Este año, a diez de la masacre, uno de los fotógrafos que retrataron los enfrentamientos en Avellaneda, José Mateos, se refirió a las imágenes que obtuvo ese día. “No me gusta mucho ver esas imágenes. Siento orgullo por el trabajo, pero las miro de pasada. Incluso en alguna exposición que hice las obvié, aunque después entendí que debían estar”, señala. Muchas veces me pregunté si podría haber hecho algo más para salvarle la vida a Darío (Santillán).

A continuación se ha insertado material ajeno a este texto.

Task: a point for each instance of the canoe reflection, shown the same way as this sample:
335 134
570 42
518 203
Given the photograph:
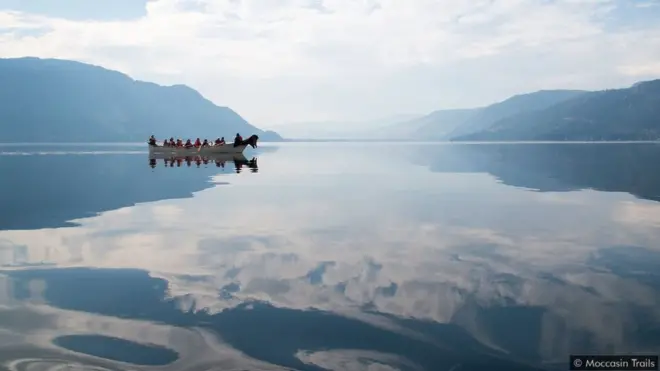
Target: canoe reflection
220 160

Sé que no se podía, pero en un momento me pesó el hecho de no tener claro si podía haber hecho algo más que estar ahí”, confió.

¿Es una falta moral no arriesgar la propia vida para salvar a otra? ¿Hasta qué punto estamos personal o profesionalmente compelidos a cambiar lugares con alguien a punto de morir? ¿Es un impulso omnipotente hacerlo, un acto de cobardía imperdonable no hacerlo, o la naturaleza humana contempla ambas variantes?

¿Es éticamente cuestionable la tarea del fotoperiodista, entendiendo que ésta consiste en documentar aspectos de la realidad muchas veces lindantes con la muerte, o que ponen en juego toda la estructura moral del ojo que observa y retrata? En el caso del fotógrafo de Nueva York, que se hallaba circunstancial y azarosamente en un sitio donde la tragedia se hizo presente, ¿es más culpable, si es que hubiera culpa posible en alguno de los presentes, de no haber estirado su mano –más que para capturar con su cámara el momento- que otro testigo cualquiera? ¿Tenemos los seres humanos, cualquiera sea nuestra profesión, la pulsión natural del rescate vital de otros, o es simplemente un rasgo personalísimo de algunos, y una aspiración promovida por una versión acentuadamente cinematográfica de la condición humana?

No lo sé. De verdad que las preguntas que le traslado en esta columna, lector, son las mismas que me hago a diario. Cuál es nuestra función, nuestro lugar, nuestro límite. Si somos primero el oficio al que nos debemos, o los seres a veces miserables, oscuros y temerosos, a veces superlativos y generosos hasta la propia muerte que podemos indistintamente ser. Si nos debemos por completo a esta profesión y sus infinitos intersticios, a la humanidad plasmada en ese otro vulnerabilizado al que entrevistamos o retratamos en su peor momento, o simplemente a nuestra propia existencia, que tiene más de supervivencia, instinto de conservación y pedestrismo, que de glamour y heroicidades.

De nuevo, no lo sé. Y espero seguir no sabiendo las respuestas a todas esas preguntas, porque mientras las persigo intentando alcanzarlas, seguiré haciendo periodismo y mirando a otros periodistas hacer periodismo mientras la vida, sencillamente, es.